Ich ließ den Blick auch dann noch an der Decke ruhen, als ich die Finger der Friseuse an meinem Hals spürte, wie sie mir das weiße Tuch in den Kragen schoben. Dann trat die Friseuse etwas zurück, ich hörte nur noch die Bewegungen der Klinge auf dem ledernen Schleifriemen und verharrte in einer Art süßer Reglosigkeit voll wohliger Gleichgültigkeit. Etwas später spürte ich die Finger auf meinem Gesicht, feucht und gleitend, wie sie mir die Rasiercreme auf der Haut verteilten, und ich machte mir die sonderbare, lachhafte Tatsache klar, dass irgendeine fremde Frau, die mich nichts anging und die ich nichts anging, mich zärtlich streichelte. Die Friseuse begann, den Schaum mit dem Pinsel zu verreiben, und es kam mir vor, als säße ich nicht, sondern hinge irgendwo in diesem weißen, fleckigen Raum, in den ich meinen Blick geheftet hatte. Und da stellte ich mir vor (denn die Gedanken hören auch in Augenblicken der Erholung nicht auf zu spielen), ich sei ein wehrloses Opfer und der Frau, die das Rasiermesser schliff, völlig ausgeliefert. Und weil mein Körper gleichsam im Raum zerrann und ich einzig mein von Fingern berührtes Gesicht fühlte, konnte ich mir mühelos vorstellen, dass ihre zärtlichen Hände meinen Kopf so hielten (drehten, liebkosten), als wäre dieser nicht ein Teil des Körpers, sondern nur für sich selbst da, sodass die scharfe Klinge, die auf dem Frisiertischchen wartete, diese herrliche Selbstständigkeit des Kopfes nur noch zu vollenden brauchte.

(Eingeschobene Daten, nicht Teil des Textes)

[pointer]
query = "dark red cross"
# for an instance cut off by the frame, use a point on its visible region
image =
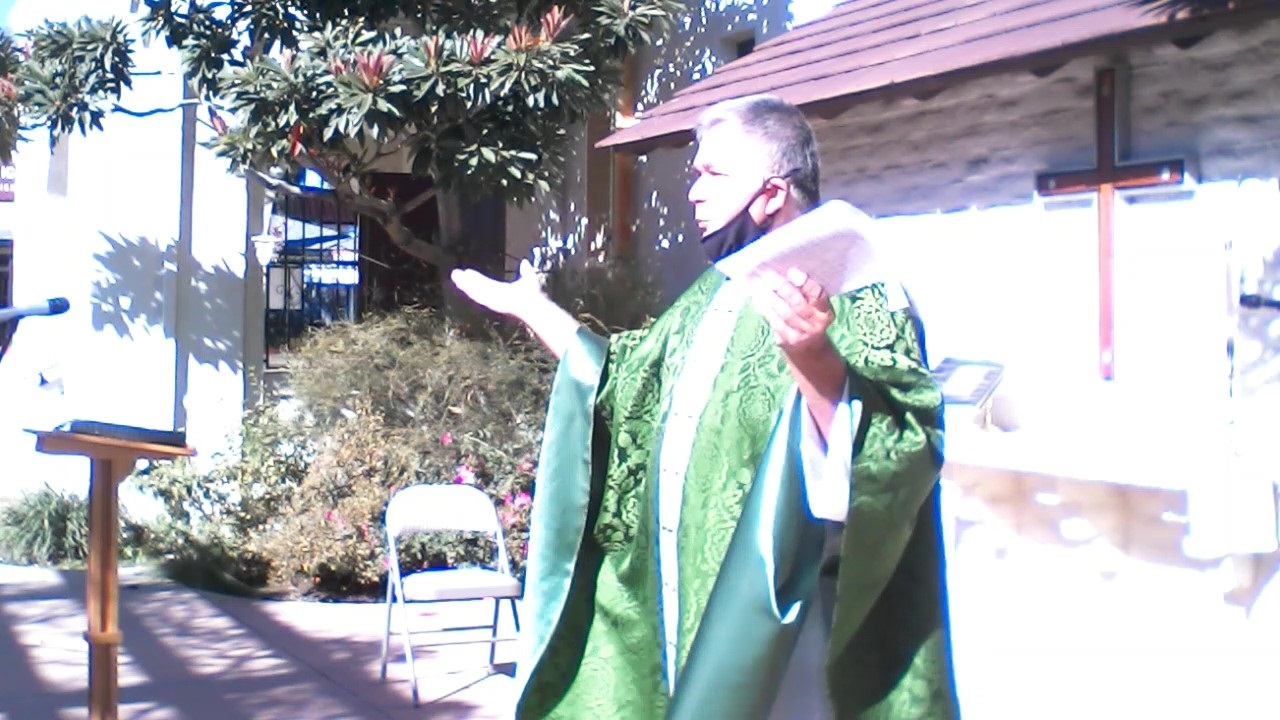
(1105, 178)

Dann hielt die Friseuse in den Bewegungen inne, und ich hörte, wie sie zurücktrat, wie sie die Klinge nun tatsächlich zur Hand nahm, und ich sagte mir (denn die Gedanken spielten weiter), ich müsste mir ansehen, wie sie eigentlich aussah, die Besitzerin (die Aufrichterin) meines Kopfes, meine zärtliche Mörderin. Ich löste den Blick von der Decke und schaute in den Spiegel. Da aber staunte ich: Das Spiel, mit dem ich mich vergnügte, nahm plötzlich seltsam wirkliche Züge an; mir schien nämlich, als würde ich die Frau, die sich im Spiegel über mich beugte, kennen.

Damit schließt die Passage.